Dai tre sindacati parole di apprezzamento per la concertazione, ma sulla manovra bis Cgil, Cisl e Uil restano scettiche: Raffaele Boanni (Cisl) dice chiaramente che la «manovrina» non lo convince, e che i soldi si devono cercare «nelle rendite finanziarie, nelle speculazioni e nel secondo modulo della riforma fiscale» (quello di Berlusconi, che ha detassato i patrimoni dei ricchi). Insomma, «paghi chi non ha pagato finora». Anche Epifani spiega dal palco che dopodomani, all’incontro con il governo, la Cgil «non dirà dei sì a priori»: «Basta con le continue voci di allarmi su possibili interventi nel pubblico impiego, nella scuola, nella sanità, nelle pensioni e basta con le ipotesi di tagli alla spesa pubblica – dice il leader della Cgil – Così non si va da nessuna parte». I segretari di Cgil, Cisl e Uil del pubblico impiego hanno diffuso un comunicato in cui chiedono «non minore, ma nuova occupazione: stretta alle consulenze, no alla moratoria dei contratti, stabilizzazione dei precari».

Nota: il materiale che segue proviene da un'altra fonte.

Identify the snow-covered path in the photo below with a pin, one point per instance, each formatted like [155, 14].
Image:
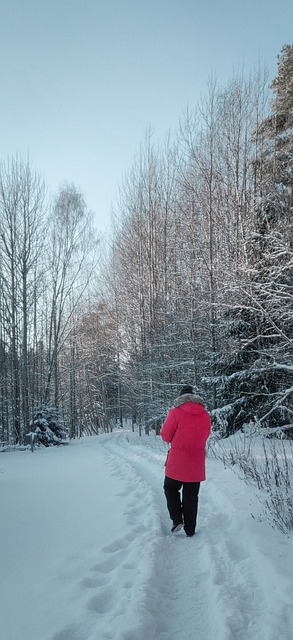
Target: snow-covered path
[86, 551]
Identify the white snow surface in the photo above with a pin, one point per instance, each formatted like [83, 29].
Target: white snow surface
[86, 551]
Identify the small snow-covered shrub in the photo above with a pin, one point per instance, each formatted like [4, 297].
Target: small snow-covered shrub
[48, 426]
[266, 463]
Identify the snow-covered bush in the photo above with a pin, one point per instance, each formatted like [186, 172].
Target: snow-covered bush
[267, 464]
[48, 426]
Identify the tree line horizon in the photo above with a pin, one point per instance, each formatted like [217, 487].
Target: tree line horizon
[193, 285]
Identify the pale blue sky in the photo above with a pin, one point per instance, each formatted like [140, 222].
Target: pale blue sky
[82, 80]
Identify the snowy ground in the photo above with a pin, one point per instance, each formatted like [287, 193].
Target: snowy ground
[86, 551]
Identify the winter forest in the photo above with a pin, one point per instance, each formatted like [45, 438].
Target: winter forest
[194, 284]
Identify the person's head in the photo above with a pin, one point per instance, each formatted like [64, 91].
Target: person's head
[186, 389]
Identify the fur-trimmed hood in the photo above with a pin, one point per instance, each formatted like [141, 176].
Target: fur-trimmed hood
[188, 397]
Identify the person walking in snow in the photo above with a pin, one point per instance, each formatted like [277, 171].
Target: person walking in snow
[187, 428]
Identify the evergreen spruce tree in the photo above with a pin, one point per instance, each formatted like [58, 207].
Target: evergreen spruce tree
[256, 381]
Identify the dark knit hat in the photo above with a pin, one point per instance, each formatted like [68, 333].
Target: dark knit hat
[186, 389]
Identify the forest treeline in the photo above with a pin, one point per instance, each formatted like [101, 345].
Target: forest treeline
[194, 284]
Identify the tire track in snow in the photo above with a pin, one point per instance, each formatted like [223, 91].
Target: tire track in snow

L’altro tema «caldo» è quello della riforma del patto del luglio ’93, sul modello contrattuale: nella sua relazione di apertura, Luigi Angeletti aveva detto che la Uil è pronta a mandare agli altri firmatari la lettera di disdetta. La «provocazione», ovviamente, è stata ripresa da diversi interventi. Il ministro del lavoro Cesare Damiano ha detto che «l’accordo del ’93 resta ancora un punto di riferimento, perché tiene insieme obiettivi come lo sviluppo e la tutela del reddito»; «per questo – ha aggiunto – una sua rivisitazione deve essere fatta lavorandoci dentro e attraverso un confronto delle parti sociali e, successivamente, col governo». Per il ministro «il taglio del cuneo deve essere mirato alle assunzioni a tempo indeterminato»; più tardi, riferendo in Commissione lavoro della Camera, Damiano ha confermato di non voler abrogare la legge 30, ma di volerla solo modificare, «estendendo tutele come la maternità e la paternità al lavoratore che passa lunghi periodi nella flessibilità».
Bonanni ha insistito sull’unità sindacale e sulla necessità di trovare «un accordo sulla riforma, senza strappi: «Si deve arrivare a nuovi strumenti per ridistribuirie ricchezza ed essere noi padroni del salario. Decidere di perseguire solo una politica salarialistia può rafforzare quanti hanno già una capacità contrattuale forte, ma indebolirebbe gli altri: serve un confronto anche serrato, una dialettica anche accesa, ma serve un sindacato forte, unito». Per Epifani «prima di avanzare una disdetta formale degli accordi del ’93, forse converrebbe avere un altro accordo perché nel vuoto ogni sindacato, ogni governo, ogni controparte fa fatica a stare». Il vicepresidente di Confindustria Alberto Bombassei dice che le imprese «sono pronte in qualsiasi momento a sedersi anche a tavoli separati perché i tempi sono scaduti: la disdetta è più una battuta del buon Angeletti. Se usano la posta prioritaria e rispondono alla nostra proposta del settembre scorso, forse per quest’anno ce la facciamo ad avviare un confronto». Messaggio chiaro alla Cgil, insomma. «Comunque – ha concluso Bombassei – finché non si fanno nuove regole, contano quelle vecchie».